Which user-agent strings identify MirrorWebCrawler?

The following user-agent strings identify MirrorWebCrawler: Mozilla/5.0 (Windows NT 10.0; Win64; x64) AppleWebKit/537.36 (KHTML, like Gecko) Chrome/78.0.3904.97 Safari/537.36 +https://www.mirrorweb.com.

Does MirrorWebCrawler respect robots.txt rules?

According to official documentation, MirrorWebCrawler does not respect robots.txt rules.

How can I verify MirrorWebCrawler traffic with live traffic data?

You can verify MirrorWebCrawler requests by checking your server access logs for the documented user-agent strings. For accurate verification, correlate user-agent patterns with IP ranges or verification methods provided by MirrorWeb Ltd.

What is MirrorWebCrawler?

Direct Answer: MirrorWebCrawler is a web archiving bot operated by MirrorWeb Ltd, providing archival solutions for financial and public sectors.
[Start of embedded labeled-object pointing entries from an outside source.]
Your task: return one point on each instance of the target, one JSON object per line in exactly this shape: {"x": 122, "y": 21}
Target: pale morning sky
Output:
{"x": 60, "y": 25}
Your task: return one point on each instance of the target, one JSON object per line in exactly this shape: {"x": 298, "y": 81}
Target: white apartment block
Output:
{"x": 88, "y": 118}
Operator: MirrorWeb Ltd Type: Other Bot Purpose: Web archiving for compliance and regulatory purposes

The MirrorWebCrawler is a commercial web archiving bot used for capturing and preserving website content in real-time. It is operated by MirrorWeb Ltd, a company that provides archival solutions for the financial and public sector. The bot's primary function is to archive websites for compliance, proof, and peace of mind, meeting financial regulations, FOIA requirements, or preserving content for legal purposes.

User-Agent Identification

The following user-agent strings identify MirrorWebCrawler in your live traffic data:

Mozilla/5.0 (Windows NT 10.0; Win64; x64) AppleWebKit/537.36 (KHTML, like Gecko) Chrome/78.0.3904.97 Safari/537.36 +https://www.mirrorweb.com

robots.txt Rules for MirrorWebCrawler

Respects robots.txt: No

This bot does not commit to following robots.txt

MirrorWebCrawler does not officially follow robots.txt directives. The only reliable way to control access is through server-side blocking (IP filtering, user-agent rules in your web server config) combined with log monitoring to verify effectiveness.
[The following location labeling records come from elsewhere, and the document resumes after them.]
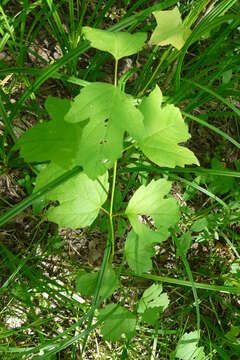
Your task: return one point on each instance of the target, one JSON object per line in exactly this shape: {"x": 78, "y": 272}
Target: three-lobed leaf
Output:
{"x": 164, "y": 131}
{"x": 119, "y": 44}
{"x": 149, "y": 201}
{"x": 170, "y": 29}
{"x": 80, "y": 197}
{"x": 110, "y": 112}
{"x": 55, "y": 140}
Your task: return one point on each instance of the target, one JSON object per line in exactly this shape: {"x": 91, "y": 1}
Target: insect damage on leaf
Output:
{"x": 55, "y": 140}
{"x": 149, "y": 200}
{"x": 164, "y": 130}
{"x": 80, "y": 197}
{"x": 110, "y": 112}
{"x": 152, "y": 303}
{"x": 170, "y": 29}
{"x": 119, "y": 44}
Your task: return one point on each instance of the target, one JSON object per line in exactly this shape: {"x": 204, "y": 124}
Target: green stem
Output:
{"x": 113, "y": 183}
{"x": 163, "y": 57}
{"x": 111, "y": 209}
{"x": 115, "y": 73}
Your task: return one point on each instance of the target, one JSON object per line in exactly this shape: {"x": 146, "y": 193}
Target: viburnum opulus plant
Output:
{"x": 94, "y": 131}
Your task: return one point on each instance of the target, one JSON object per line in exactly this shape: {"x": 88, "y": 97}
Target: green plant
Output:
{"x": 93, "y": 139}
{"x": 93, "y": 131}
Need continuous verification across 500+ bots? Can AI See It automates this.

Crawl Behavior

Frequency:Continuous

Request Pattern:Real-Time Website Capture

Crawl Activity Index

Relative crawl activity for MirrorWebCrawler over the past 28 days. Higher values indicate increased crawling intensity compared to the period baseline.
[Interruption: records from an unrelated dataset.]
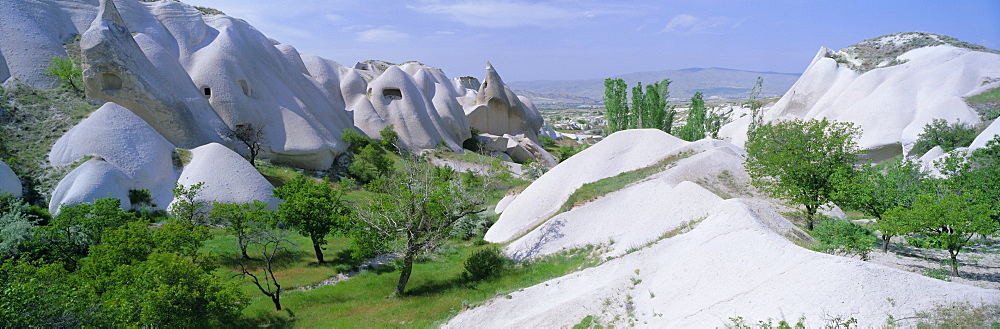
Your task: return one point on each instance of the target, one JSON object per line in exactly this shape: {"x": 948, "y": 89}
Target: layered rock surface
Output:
{"x": 916, "y": 77}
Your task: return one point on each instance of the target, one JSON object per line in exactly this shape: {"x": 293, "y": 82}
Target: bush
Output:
{"x": 471, "y": 226}
{"x": 485, "y": 263}
{"x": 844, "y": 237}
{"x": 948, "y": 136}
View recent activity data (last 7 days)

Date	Activity Index
Mar 28, 2026	28.0
Mar 29, 2026	26.3
Mar 30, 2026	20.2
Mar 31, 2026	17.1
Apr 1, 2026	16.4
Apr 2, 2026	23.7
Apr 3, 2026	23.3

Source: Cloudflare Radar

Why track MirrorWebCrawler traffic?

Identify and classify unknown crawler activity. MirrorWebCrawler may appear in your live traffic data with varying frequency. Tracking its behavior helps you decide whether to allow, throttle, or block it based on actual data.

Protect your crawl budget. Every bot request consumes server resources. Understanding what MirrorWebCrawler crawls helps you prioritize the crawlers that matter.

Log Verification

To verify MirrorWebCrawler traffic in your live traffic data:

Search access logs for the user-agent strings listed above
Check if the IP addresses match documented ranges (if provided by MirrorWeb Ltd)
Verify the crawl pattern matches documented behavior
Use reverse DNS lookup for additional verification if available

Note: Observed behavior in production environments may differ from official documentation. Live traffic monitoring provides the only reliable verification of actual bot behavior.

Undocumented Information

The following information is not officially documented for MirrorWebCrawler:

crawl frequency details
IP verification method
JavaScript rendering details

Official Documentation

View Official MirrorWebCrawler Documentation →

Information sourced from official documentation. Content generated with AI assistance.